Publié en 1960 en langue allemande, traduit en 1961, "la forme animale" a pour auteur Adolf Portmann (1897-1982), directeur de l’Institut de Zoologie de Bâle, figure singulière de la biologie du XXe siècle.



A rebours de la coupure platonicienne/galil éenne  entre le monde sensible, sujet au doute d e la perception, et le monde objectif des lois scientifiques, l’œuvre de Portmann réconcilie l’expression poétique, artistique, et la connaissance scientifique.
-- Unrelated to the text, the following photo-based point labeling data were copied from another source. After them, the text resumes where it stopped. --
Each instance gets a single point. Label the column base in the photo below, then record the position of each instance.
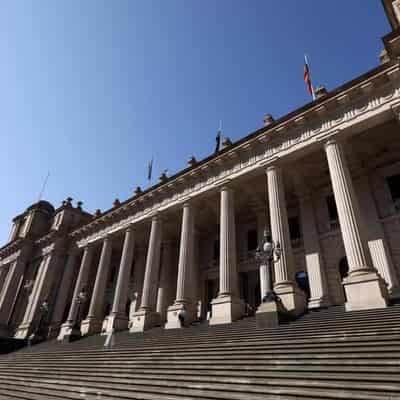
(54, 330)
(318, 302)
(226, 309)
(89, 326)
(365, 291)
(394, 293)
(23, 331)
(173, 311)
(117, 322)
(144, 320)
(292, 298)
(267, 314)
(69, 332)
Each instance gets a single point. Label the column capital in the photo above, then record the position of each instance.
(130, 228)
(272, 167)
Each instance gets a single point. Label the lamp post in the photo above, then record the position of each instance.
(268, 255)
(80, 299)
(43, 310)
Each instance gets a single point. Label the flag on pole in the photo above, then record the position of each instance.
(150, 169)
(307, 78)
(218, 138)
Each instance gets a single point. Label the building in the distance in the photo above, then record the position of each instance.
(325, 179)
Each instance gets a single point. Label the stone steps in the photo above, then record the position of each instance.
(327, 354)
(194, 390)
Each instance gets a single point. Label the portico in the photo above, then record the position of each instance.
(322, 180)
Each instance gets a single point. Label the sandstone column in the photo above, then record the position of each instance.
(186, 266)
(49, 268)
(81, 284)
(319, 296)
(377, 243)
(94, 319)
(10, 287)
(285, 286)
(163, 294)
(3, 276)
(147, 317)
(227, 307)
(63, 293)
(137, 284)
(118, 319)
(364, 288)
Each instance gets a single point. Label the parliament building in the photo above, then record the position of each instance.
(324, 179)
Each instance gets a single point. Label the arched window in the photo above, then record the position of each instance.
(302, 281)
(343, 268)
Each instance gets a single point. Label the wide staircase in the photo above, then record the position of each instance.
(327, 354)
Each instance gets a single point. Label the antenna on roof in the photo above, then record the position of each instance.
(44, 186)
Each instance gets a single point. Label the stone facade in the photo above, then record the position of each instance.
(324, 179)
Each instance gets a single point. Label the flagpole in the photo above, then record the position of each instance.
(312, 88)
(44, 186)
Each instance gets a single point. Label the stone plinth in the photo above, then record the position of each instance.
(365, 291)
(144, 320)
(267, 314)
(90, 326)
(226, 309)
(173, 321)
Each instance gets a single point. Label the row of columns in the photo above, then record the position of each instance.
(364, 287)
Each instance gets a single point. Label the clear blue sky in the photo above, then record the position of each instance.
(91, 90)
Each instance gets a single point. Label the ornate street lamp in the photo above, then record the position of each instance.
(268, 255)
(80, 299)
(43, 310)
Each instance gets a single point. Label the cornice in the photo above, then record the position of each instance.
(378, 92)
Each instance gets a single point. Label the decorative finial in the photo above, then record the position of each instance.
(163, 177)
(138, 191)
(384, 56)
(116, 203)
(268, 119)
(67, 202)
(320, 91)
(192, 161)
(226, 142)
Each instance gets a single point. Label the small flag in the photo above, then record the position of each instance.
(150, 170)
(307, 78)
(218, 138)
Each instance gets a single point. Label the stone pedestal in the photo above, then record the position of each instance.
(365, 291)
(292, 297)
(69, 332)
(226, 309)
(144, 320)
(90, 326)
(267, 314)
(117, 322)
(173, 321)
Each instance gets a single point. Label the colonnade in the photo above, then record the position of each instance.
(364, 287)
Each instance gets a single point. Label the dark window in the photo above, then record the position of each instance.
(302, 281)
(252, 240)
(394, 187)
(294, 228)
(332, 210)
(216, 250)
(112, 274)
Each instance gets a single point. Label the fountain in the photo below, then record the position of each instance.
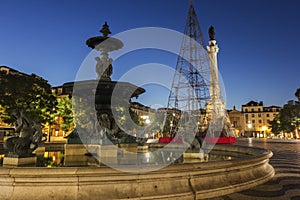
(243, 167)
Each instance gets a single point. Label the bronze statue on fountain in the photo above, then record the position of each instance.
(104, 127)
(29, 136)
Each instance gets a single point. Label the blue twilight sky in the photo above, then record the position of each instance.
(259, 43)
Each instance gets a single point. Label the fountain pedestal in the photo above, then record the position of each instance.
(11, 161)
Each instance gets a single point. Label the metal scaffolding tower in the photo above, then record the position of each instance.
(190, 86)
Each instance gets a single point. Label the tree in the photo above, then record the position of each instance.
(26, 92)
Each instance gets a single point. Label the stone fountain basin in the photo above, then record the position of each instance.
(177, 181)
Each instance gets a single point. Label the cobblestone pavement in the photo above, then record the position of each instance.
(286, 162)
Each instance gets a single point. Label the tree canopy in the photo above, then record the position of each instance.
(26, 92)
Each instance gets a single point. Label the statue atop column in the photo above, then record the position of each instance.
(211, 32)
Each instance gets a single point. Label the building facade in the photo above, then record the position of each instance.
(254, 119)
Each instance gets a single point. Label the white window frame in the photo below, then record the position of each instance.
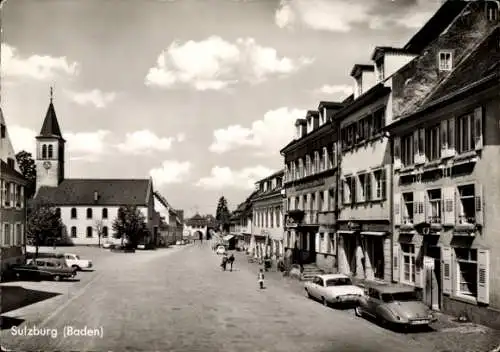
(442, 60)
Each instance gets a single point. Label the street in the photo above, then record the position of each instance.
(178, 299)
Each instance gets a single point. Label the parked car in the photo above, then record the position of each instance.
(74, 261)
(53, 268)
(394, 306)
(333, 289)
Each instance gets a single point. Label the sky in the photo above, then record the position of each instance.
(200, 95)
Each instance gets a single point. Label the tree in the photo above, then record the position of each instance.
(222, 215)
(129, 225)
(28, 169)
(98, 226)
(44, 223)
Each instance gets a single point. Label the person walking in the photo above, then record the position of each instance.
(260, 278)
(231, 261)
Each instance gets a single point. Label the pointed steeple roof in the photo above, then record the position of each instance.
(50, 127)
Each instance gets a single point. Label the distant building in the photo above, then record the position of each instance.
(12, 203)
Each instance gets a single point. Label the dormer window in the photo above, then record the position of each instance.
(445, 60)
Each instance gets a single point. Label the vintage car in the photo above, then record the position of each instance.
(394, 306)
(53, 268)
(333, 289)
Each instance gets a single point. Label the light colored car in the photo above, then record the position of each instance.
(220, 250)
(394, 306)
(333, 289)
(74, 261)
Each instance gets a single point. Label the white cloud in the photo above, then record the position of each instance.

D’où les notions-clefs d’ «apparence » et d’ «apparaître ». Les animaux n’existent pas seulement d’une manière objective, biologique, ils apparaissent, sous l’infinie diversité des formes visibles qui rencontrent notre perception esthétique. Quelle est alors la finalité de ces apparences souvent très sophistiquées, alors que des effets beaucoup plus réduits auraient très bien fait l’affaire dans une perspective purement utilitariste ? Devant la carence des explications fonctionnalistes, Adolf Portmann avance l’hypothèse  d’une valeur propre de l’apparaître de la vie animale comme de la vie végétale. L’auteur veut montrer la « valeur propre » de l’apparence animale, le fait qu’elle existe pour elle-même, qu’elle ne répond pas à une finalité purement fonctionnelle. Cette morphologie esthétique traduirait une nécessité du vivant : le besoin de l’espèce de manifester sa spécificité à travers un chatoiement de formes « lancées dans le vide ». En quelque sorte, un darwinisme esthétique qui s’exprimerait dans une profusion de formes dont la seule raison d’être serait l’auto-présentation du vivant, irréductible à toute utilité fonctionnelle, mais répondant à une finalité plus fondamentale : comme étant ce pour quoi ces dispositifs visuels ont été formés. Par son analyse détaillée de la morphologie du monde animal, le biologiste retrouve à l’œuvre dans la Nature une des caractéristiques du Beau selon Kant, celle d’être une finalité sans fin, d’atteindre une finalité qu’elle ne cherche pas.

Cette interprétation des  significations des apparences animales, de leur raison d’être, trouve peut-être un début de réponse dans ce commentaire de Maurice Merleau-Ponty : « La vie, ce n’est pas suivant la définition de Bichat, l’ensemble des fonctions qui résistent à la mort, mais c’est une puissance d’inventer du visible ».

L’auteur  conclut que les structures  d’apparaître du vivant (formes, couleurs) ne sont pas des sous-produits fortuits de l’évolution, mais une « propriété de base la vie ». Par conséquent, le biologiste doit élargir sa conception du vivant, et aller vers une morphologie globale toute goethéenne, qui dépasse la simple conservation/expansion de la vie. Il en veut pour preuve que la création artistique  « a éprouvé depuis toujours, face au caractère étonnant de ces formes animales, quelque chose qui est  parfois ressenti comme une fraternité difficilement saisissable », comme le témoignage d’une intériorité commune à la vie sous toutes ses formes et dont notre sensibilité participe.